AutoDock-GPU
AutoDock-GPU copied to clipboard
Invocations to __syncthreads() and barrier() in calcMergeEneGra{.cu/.cl}
Hi,
By comparing the CUDA and OpenCL versions of gpu_calc_energrad()
(develop branch), I found the following invocations to __syncthreads()
do not have their barrier()
counterparts:
- https://github.com/ccsb-scripps/AutoDock-GPU/blob/develop/cuda/calcMergeEneGra.cu#L414
- https://github.com/ccsb-scripps/AutoDock-GPU/blob/develop/cuda/calcMergeEneGra.cu#L696
- https://github.com/ccsb-scripps/AutoDock-GPU/blob/develop/cuda/calcMergeEneGra.cu#L816
It seems to me these __syncthreads()
invocations are not required, but I might be missing something.
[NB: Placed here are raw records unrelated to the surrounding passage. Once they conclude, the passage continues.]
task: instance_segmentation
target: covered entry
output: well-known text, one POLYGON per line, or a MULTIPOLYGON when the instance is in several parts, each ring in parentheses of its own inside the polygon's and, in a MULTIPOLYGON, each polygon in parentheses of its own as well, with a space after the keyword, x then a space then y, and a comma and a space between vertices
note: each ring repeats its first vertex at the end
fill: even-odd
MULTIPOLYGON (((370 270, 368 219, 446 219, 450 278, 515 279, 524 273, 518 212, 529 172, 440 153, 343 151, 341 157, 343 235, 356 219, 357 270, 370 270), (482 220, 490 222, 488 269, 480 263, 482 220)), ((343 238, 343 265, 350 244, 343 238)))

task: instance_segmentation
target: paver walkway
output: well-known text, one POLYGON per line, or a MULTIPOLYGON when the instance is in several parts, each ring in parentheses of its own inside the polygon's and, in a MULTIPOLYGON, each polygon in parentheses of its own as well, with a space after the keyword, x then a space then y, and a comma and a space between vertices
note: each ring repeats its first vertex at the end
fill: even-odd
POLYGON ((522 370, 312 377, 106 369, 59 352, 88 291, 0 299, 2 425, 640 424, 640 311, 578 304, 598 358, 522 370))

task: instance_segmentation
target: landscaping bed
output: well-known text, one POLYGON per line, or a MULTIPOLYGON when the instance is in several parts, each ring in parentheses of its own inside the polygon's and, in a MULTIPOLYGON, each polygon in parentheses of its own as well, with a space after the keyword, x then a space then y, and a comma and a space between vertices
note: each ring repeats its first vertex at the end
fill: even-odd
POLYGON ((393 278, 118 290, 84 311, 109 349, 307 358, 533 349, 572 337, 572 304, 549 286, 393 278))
Also, running few tests after removing such __syncthreads()
results in virtually no performance benefits.
Could you please check and comment on that?
@L30nardoSV Those synchronization points (along with thread fences - which i did remove after thorough testing) where put in there during the later stages of bug hunting and since they don't hurt performance I didn't mind leaving them in.
So yes, you are probably correct but I might also be missing something ;-)
Edit: Also, I don't think a corresponding barrier is needed on the OpenCL side ...